Then there is the question of player vs. gm – sourcebooks that one finds irreplaceable might be worthless to the other. Throw in personal tastes, and customers looking for sourcebooks to shore up areas in which they might be weak, and it becomes apparent that my standards of actual value will be different to yours, which will be different to the next player or gm over. The best any reviewer of a product can say is that “I found this sourcebook to be useful/useless and here is why” – permitting the reader of the review to form his own opinion, according to his own standards, of whether or not the product represents value for money.

On top of that question comes the issue of the difference between actual value and perceived value as a basis for decision making. The first is a standard – now shown to be very loose and fuzzy – of actual usage, while the latter is about preconceptions and anticipation.

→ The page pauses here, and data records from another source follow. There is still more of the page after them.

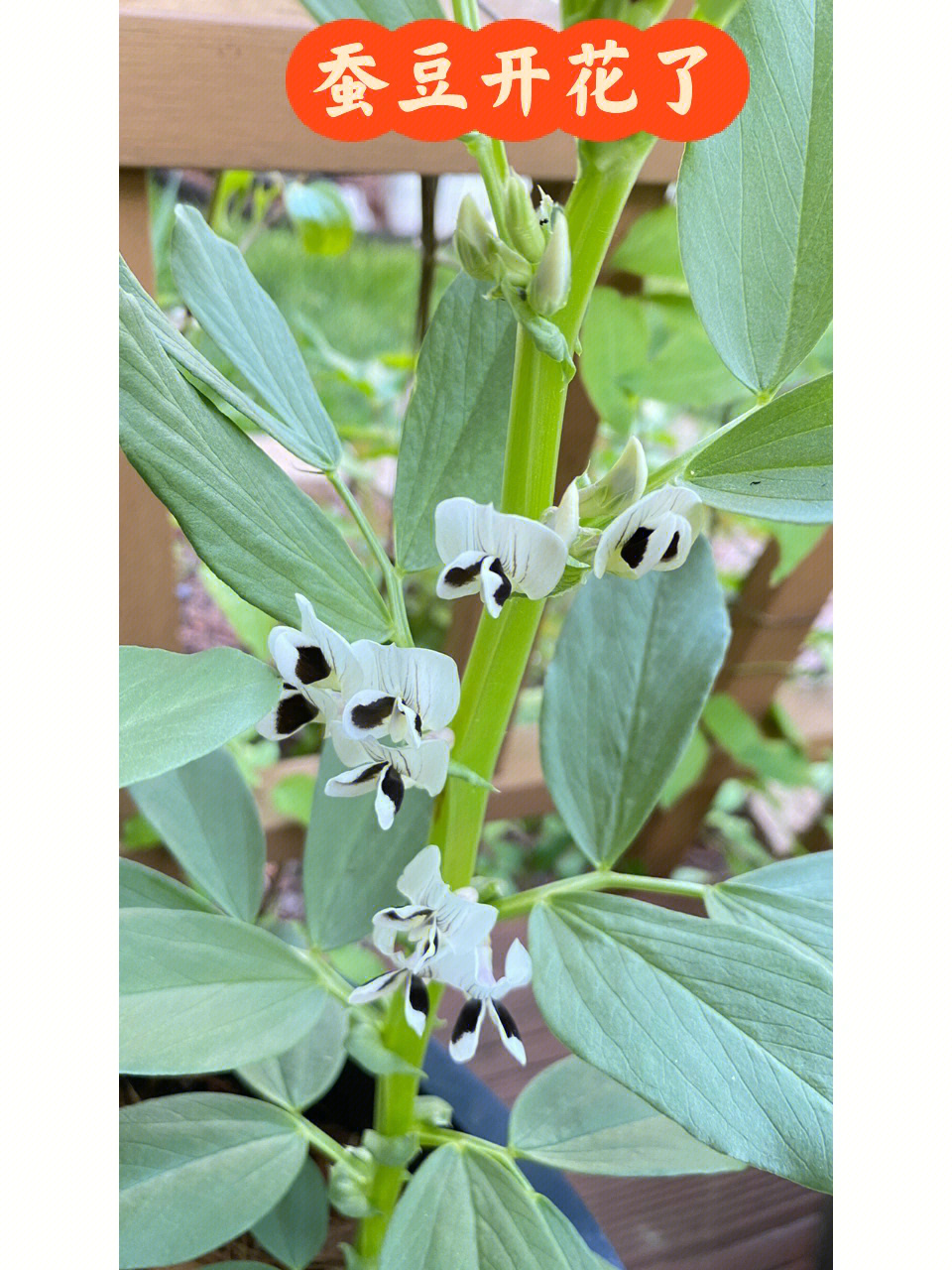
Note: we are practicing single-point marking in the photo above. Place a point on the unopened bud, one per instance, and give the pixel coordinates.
(549, 285)
(474, 241)
(622, 485)
(521, 221)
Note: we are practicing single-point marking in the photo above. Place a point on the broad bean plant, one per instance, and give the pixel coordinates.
(698, 1043)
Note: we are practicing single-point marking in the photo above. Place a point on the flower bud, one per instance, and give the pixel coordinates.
(521, 221)
(622, 485)
(549, 285)
(474, 241)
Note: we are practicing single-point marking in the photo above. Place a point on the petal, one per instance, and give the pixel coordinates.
(494, 584)
(508, 1032)
(379, 987)
(454, 522)
(461, 576)
(518, 969)
(466, 1030)
(358, 780)
(367, 714)
(291, 714)
(416, 1003)
(420, 879)
(390, 795)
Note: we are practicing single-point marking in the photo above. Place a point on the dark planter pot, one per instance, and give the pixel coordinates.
(477, 1110)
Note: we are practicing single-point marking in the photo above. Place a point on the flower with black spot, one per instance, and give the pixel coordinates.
(372, 766)
(405, 693)
(472, 974)
(318, 672)
(493, 554)
(656, 532)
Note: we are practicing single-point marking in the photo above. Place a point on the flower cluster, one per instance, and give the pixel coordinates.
(611, 526)
(365, 693)
(445, 938)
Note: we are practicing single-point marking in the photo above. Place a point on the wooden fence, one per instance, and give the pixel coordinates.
(202, 85)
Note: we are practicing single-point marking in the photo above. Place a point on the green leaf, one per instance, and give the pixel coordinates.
(146, 888)
(634, 347)
(774, 461)
(188, 358)
(453, 436)
(495, 1220)
(737, 733)
(633, 667)
(197, 1170)
(389, 13)
(245, 518)
(756, 200)
(295, 1229)
(320, 216)
(574, 1116)
(203, 993)
(721, 1028)
(207, 818)
(651, 246)
(177, 706)
(792, 898)
(244, 321)
(350, 865)
(302, 1074)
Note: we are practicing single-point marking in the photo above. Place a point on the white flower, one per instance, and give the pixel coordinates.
(318, 671)
(438, 921)
(472, 974)
(656, 532)
(416, 1001)
(390, 771)
(439, 924)
(495, 554)
(405, 693)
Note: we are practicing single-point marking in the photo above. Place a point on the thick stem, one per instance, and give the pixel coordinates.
(502, 648)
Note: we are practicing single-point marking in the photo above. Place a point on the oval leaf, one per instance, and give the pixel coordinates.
(245, 518)
(244, 321)
(775, 461)
(197, 1170)
(633, 668)
(724, 1029)
(203, 993)
(302, 1074)
(295, 1229)
(792, 898)
(463, 1210)
(146, 888)
(453, 436)
(350, 865)
(756, 200)
(574, 1116)
(206, 816)
(178, 706)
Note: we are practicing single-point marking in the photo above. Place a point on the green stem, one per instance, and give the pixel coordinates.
(503, 645)
(515, 906)
(395, 594)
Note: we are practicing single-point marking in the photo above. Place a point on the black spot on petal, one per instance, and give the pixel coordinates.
(460, 576)
(467, 1019)
(634, 550)
(506, 588)
(312, 666)
(671, 548)
(373, 714)
(507, 1020)
(294, 711)
(419, 997)
(393, 788)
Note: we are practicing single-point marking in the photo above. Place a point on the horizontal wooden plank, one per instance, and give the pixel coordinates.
(202, 85)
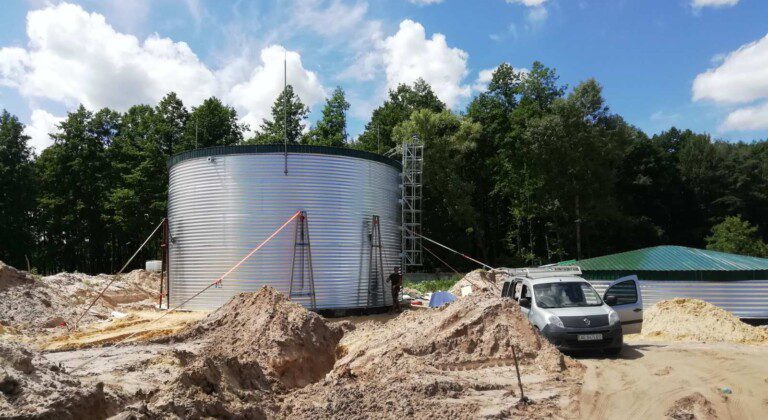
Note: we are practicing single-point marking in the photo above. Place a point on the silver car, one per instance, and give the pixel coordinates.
(568, 311)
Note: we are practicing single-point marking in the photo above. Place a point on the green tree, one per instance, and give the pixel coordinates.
(170, 124)
(136, 200)
(736, 236)
(377, 136)
(289, 116)
(74, 176)
(331, 130)
(210, 124)
(16, 192)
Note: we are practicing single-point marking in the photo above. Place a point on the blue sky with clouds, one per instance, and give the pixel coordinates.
(699, 64)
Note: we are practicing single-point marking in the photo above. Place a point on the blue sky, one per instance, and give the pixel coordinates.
(699, 64)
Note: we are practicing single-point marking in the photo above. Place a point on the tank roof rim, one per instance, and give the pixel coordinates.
(280, 148)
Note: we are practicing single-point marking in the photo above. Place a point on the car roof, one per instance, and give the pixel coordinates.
(553, 279)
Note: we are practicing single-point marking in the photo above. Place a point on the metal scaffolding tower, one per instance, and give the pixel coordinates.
(375, 265)
(302, 286)
(411, 193)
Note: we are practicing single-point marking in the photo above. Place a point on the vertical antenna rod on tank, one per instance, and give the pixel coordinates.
(285, 110)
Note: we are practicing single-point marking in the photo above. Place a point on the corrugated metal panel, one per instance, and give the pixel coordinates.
(280, 148)
(745, 299)
(221, 209)
(673, 258)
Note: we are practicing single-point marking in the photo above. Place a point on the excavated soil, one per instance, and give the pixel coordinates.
(456, 361)
(683, 319)
(266, 357)
(481, 281)
(32, 306)
(31, 387)
(256, 345)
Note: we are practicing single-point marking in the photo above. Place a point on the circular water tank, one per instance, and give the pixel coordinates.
(224, 201)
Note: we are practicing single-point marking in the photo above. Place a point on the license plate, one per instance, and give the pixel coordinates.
(589, 337)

Everyone who buys anything regularly – whether it be toilet paper, music, or RPG products – has bought something that looked promising but turned out to be worthless, or at the very least, extremely poor value for money. Equally, we have all bought something cheap or heavily discounted because it didn’t look all that promising, only to discover a hidden gem.

So, what can be done drive up the Perceived Value of an RPG product? And does this translate to an increase in Actual Value?

Production costs

The bedrock foundation is the actual production cost of the product. This is the minimum price that a game company can charge for the product and break even. In a heavily-remaindered physical item, it can be a negative value, or close to it, because it’s costing the company warehouse space, earning them nothing, and the price of production has already been written off as a loss – so that anything you can get for it is a windfall. When this is the case, you would sell it at a pittance, or give it away, or simply have it destroyed.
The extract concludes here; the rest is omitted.